After running arcgis-graph create, a SQLite metadata cache (outputs/meta.sqlite) is built alongside the GML graph. Use the health subcommand to query it for org-wide quality issues:

arcgis-graph health

Prints a summary of broken node references (items in the graph that no longer exist in the portal) and orphan candidates (items with no dependents and low recent activity). Writes a health_report_<timestamp>.xlsx workbook to outputs/ with two sheets:

Sheet Contents
Broken References Node IDs whose items could not be resolved, sorted by governance risk score (🔴 red → 🟡 yellow → 🟢 green)
Orphan Candidates Items with zero dependents and below the inactivity threshold (configurable via cache.orphan_inactive_days)
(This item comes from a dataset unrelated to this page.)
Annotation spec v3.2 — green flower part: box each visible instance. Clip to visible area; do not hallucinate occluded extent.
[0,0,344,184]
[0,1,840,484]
Note: health requires the metadata cache. Run arcgis-graph create (or update) first to build outputs/meta.sqlite.

Remap item references

When an item is replaced (e.g., a service migrated from one URL to another), use remap to update all dependent items that reference the old item:

# Preview what would change (dry run)
arcgis-graph remap --from-id <old-item-id> --to-id <new-item-id> --preview

# Execute the remap
arcgis-graph remap --from-id <old-item-id> --to-id <new-item-id>

# Remap all broken nodes in the health cache (bulk repair workflow)
arcgis-graph remap --from-health-report

The --from-health-report flag reads broken node IDs directly from the metadata cache and walks you through a remap for each one. A JSON manifest is written to outputs/ recording every item updated, the old and new references, and success/failure status.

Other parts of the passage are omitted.